Microsoft Brings MAI-Code-1-Flash to GitHub Copilot Business and Enterprise
Microsoft has made its MAI-Code-1-Flash coding model generally available for GitHub Copilot Business and GitHub Copilot Enterprise customers, as part of a broader recent expansion of its MAI AI model lineup. The update gives organizations access to Microsoft’s lightweight, first-party coding model inside managed Copilot plans, offering a faster and more cost-efficient option for everyday development tasks.
The rollout closes one of the remaining gaps in the model’s availability. While MAI-Code-1-Flash had already reached most GitHub Copilot experiences, including the CLI, cloud agent, GitHub.com chat, GitHub Mobile, Visual Studio, JetBrains IDEs, Eclipse, and Xcode, managed Business and Enterprise customers had been waiting for support.

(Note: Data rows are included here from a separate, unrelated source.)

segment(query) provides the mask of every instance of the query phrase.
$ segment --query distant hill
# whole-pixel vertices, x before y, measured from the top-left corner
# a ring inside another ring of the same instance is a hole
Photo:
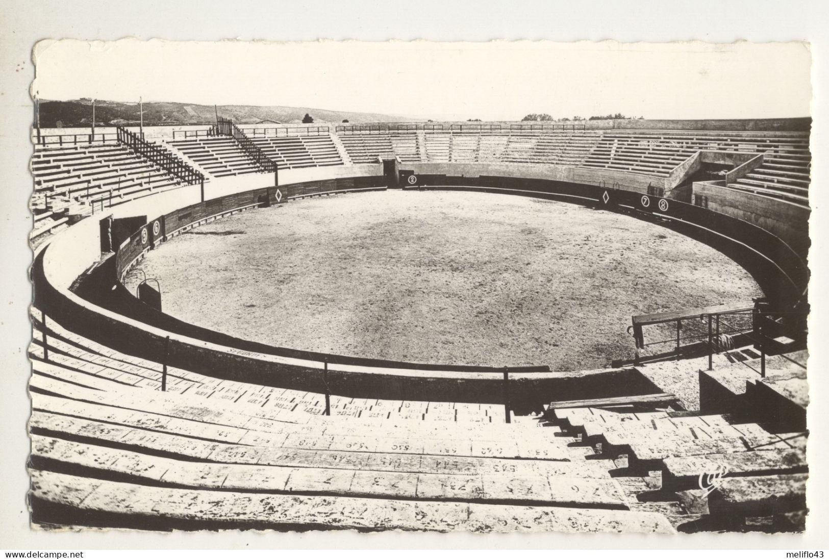
[[[251,124],[262,120],[273,120],[282,124],[300,123],[308,113],[313,117],[314,124],[341,123],[347,119],[350,123],[393,122],[410,120],[399,114],[379,113],[353,113],[341,110],[327,110],[310,107],[258,107],[246,105],[222,105],[218,106],[219,116],[232,119],[237,124]],[[115,124],[138,124],[139,109],[138,103],[95,100],[95,124],[97,126]],[[71,101],[41,100],[41,128],[73,128],[90,126],[92,122],[92,100],[80,99]],[[211,124],[216,122],[212,105],[188,103],[144,103],[144,124]]]

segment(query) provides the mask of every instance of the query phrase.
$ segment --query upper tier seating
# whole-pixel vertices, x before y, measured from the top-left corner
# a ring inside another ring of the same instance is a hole
[[[260,171],[230,136],[201,136],[167,143],[214,177],[230,177]]]
[[[698,130],[425,130],[340,133],[354,163],[397,156],[406,163],[568,165],[668,177],[701,150],[764,154],[763,165],[729,187],[808,206],[808,133]]]
[[[342,165],[342,158],[330,135],[324,136],[251,136],[259,149],[273,159],[279,169]]]
[[[413,163],[431,160],[424,158],[418,134],[413,131],[372,132],[371,134],[340,133],[340,141],[355,163],[376,163],[377,158],[395,155],[400,161]],[[427,154],[428,155],[428,154]]]
[[[37,145],[32,172],[32,206],[41,209],[45,209],[47,198],[56,197],[114,206],[182,186],[178,178],[114,141],[58,148]]]

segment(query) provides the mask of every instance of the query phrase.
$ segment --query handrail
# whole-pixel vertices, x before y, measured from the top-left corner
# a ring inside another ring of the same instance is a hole
[[[264,173],[276,173],[276,163],[265,155],[252,139],[247,137],[241,129],[233,124],[230,119],[219,117],[216,120],[216,131],[225,136],[230,136],[236,141],[248,157],[254,160]]]
[[[120,126],[115,127],[119,143],[127,146],[137,154],[152,161],[171,175],[187,184],[203,182],[205,177],[166,148],[151,143],[138,134]]]

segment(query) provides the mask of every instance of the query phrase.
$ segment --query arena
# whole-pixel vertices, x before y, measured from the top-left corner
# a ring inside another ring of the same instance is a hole
[[[633,314],[762,294],[736,263],[663,227],[487,193],[371,192],[245,212],[164,243],[140,270],[130,291],[157,278],[166,313],[236,338],[553,371],[632,359]]]
[[[809,126],[36,129],[33,522],[802,531]]]

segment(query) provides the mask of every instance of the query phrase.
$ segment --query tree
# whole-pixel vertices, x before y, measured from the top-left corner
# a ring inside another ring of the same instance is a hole
[[[622,113],[616,113],[615,114],[599,114],[597,116],[591,116],[588,120],[624,120],[626,119],[634,119],[636,117],[625,116]],[[639,119],[643,119],[644,117],[639,117]]]
[[[541,114],[536,114],[536,113],[530,113],[525,116],[521,120],[555,120],[553,117],[550,116],[546,113],[542,113]]]

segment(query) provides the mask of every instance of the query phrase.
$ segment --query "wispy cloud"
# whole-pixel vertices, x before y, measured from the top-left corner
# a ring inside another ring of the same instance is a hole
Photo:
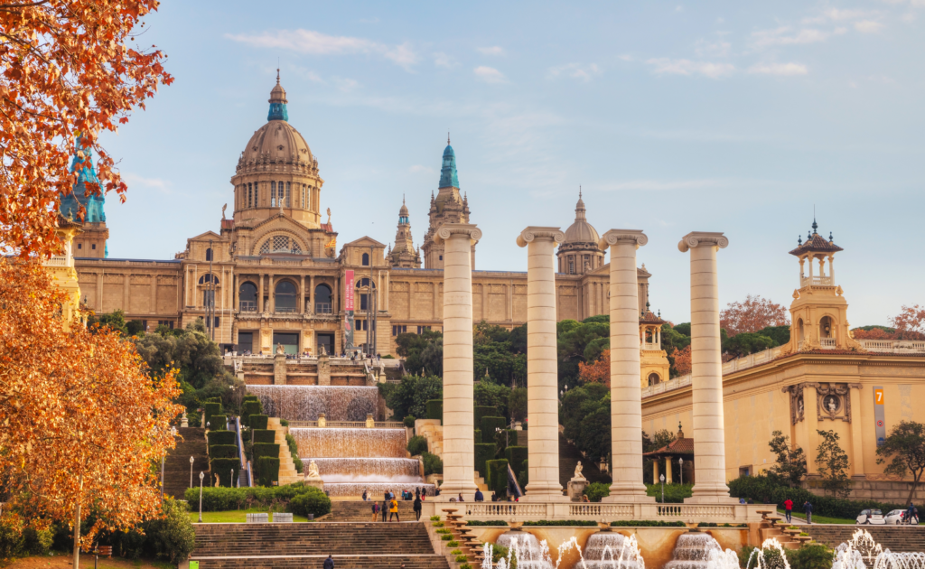
[[[483,56],[503,56],[504,48],[500,45],[492,45],[490,47],[476,47],[475,51],[482,54]]]
[[[731,75],[735,71],[735,66],[731,63],[714,63],[710,61],[691,61],[690,59],[671,59],[669,57],[655,57],[646,63],[654,67],[656,75],[703,75],[710,79]]]
[[[475,77],[487,83],[506,83],[508,79],[504,77],[504,74],[496,69],[495,68],[489,68],[487,66],[479,66],[472,70],[475,74]]]
[[[557,77],[571,77],[573,79],[578,79],[583,81],[589,81],[591,78],[595,75],[600,75],[600,68],[598,64],[591,63],[588,65],[582,65],[580,63],[569,63],[566,65],[561,65],[555,68],[549,68],[548,77],[549,79],[555,79]]]
[[[748,68],[748,72],[758,75],[806,75],[809,69],[802,63],[758,63]]]
[[[375,54],[406,70],[411,70],[419,59],[408,42],[388,45],[364,38],[327,35],[312,30],[279,30],[258,34],[226,33],[225,37],[254,47],[286,49],[312,56]]]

Admins must enable the model
Organizations will not see the model automatically enabled. Business and Enterprise administrators must first turn on the MAI-Code-1-Flash policy in GitHub Copilot settings before developers can begin using it.
Once enabled, developers can select the model for supported Copilot experiences as part of their organization’s managed deployment.
Built for speed and efficiency
Microsoft introduced MAI-Code-1-Flash on June 2 as part of its internally developed MAI family of AI models. Rather than competing with the largest reasoning models, MAI-Code-1-Flash focuses on delivering quick responses for common coding workflows.
According to GitHub, the model is well suited for fast code completions, general-purpose coding tasks, code explanations, writing repetitive code, and high-volume developer workflows.
The emphasis is on responsiveness and lower operating costs instead of maximum reasoning capability.
Benchmark results
Microsoft says MAI-Code-1-Flash achieved a score of 51.2% on SWE-Bench Pro during its internal testing.
The company also claims the model required up to 60% fewer tokens on SWE-Bench Verified compared to other approaches, potentially lowering inference costs for organizations using GitHub Copilot under usage-based billing.
These benchmark figures come from Microsoft rather than an independent evaluation, so they should be viewed as vendor-reported results.
Usage-based pricing
GitHub bills MAI-Code-1-Flash through its usage-based pricing system. The published pricing is:
- Input tokens: $0.75 per million
- Cached input tokens: $0.075 per million
- Output tokens: $4.50 per million
As GitHub Copilot continues moving toward usage-based billing, smaller models like MAI-Code-1-Flash could help organizations reduce costs for repetitive coding and AI agent workloads.
Not designed for every development task
Although the model is optimized for speed, Microsoft does not position it as the best option for every scenario.
Large repositories, complex multi-file changes, advanced debugging, and security-sensitive code reviews may still benefit from larger AI models with stronger reasoning capabilities and broader context windows.
For many day-to-day development tasks, however, MAI-Code-1-Flash offers a balance between performance, speed, and efficiency that could make it an attractive default choice for enterprise development teams.
Microsoft’s expansion of MAI-Code-1-Flash to GitHub Copilot Business and Enterprise also comes as competition in the AI coding assistant market continues to intensify. In related news, OpenAI recently announced its new GPT-5.6 model family, introducing another generation of AI models aimed at coding, reasoning, and enterprise workloads.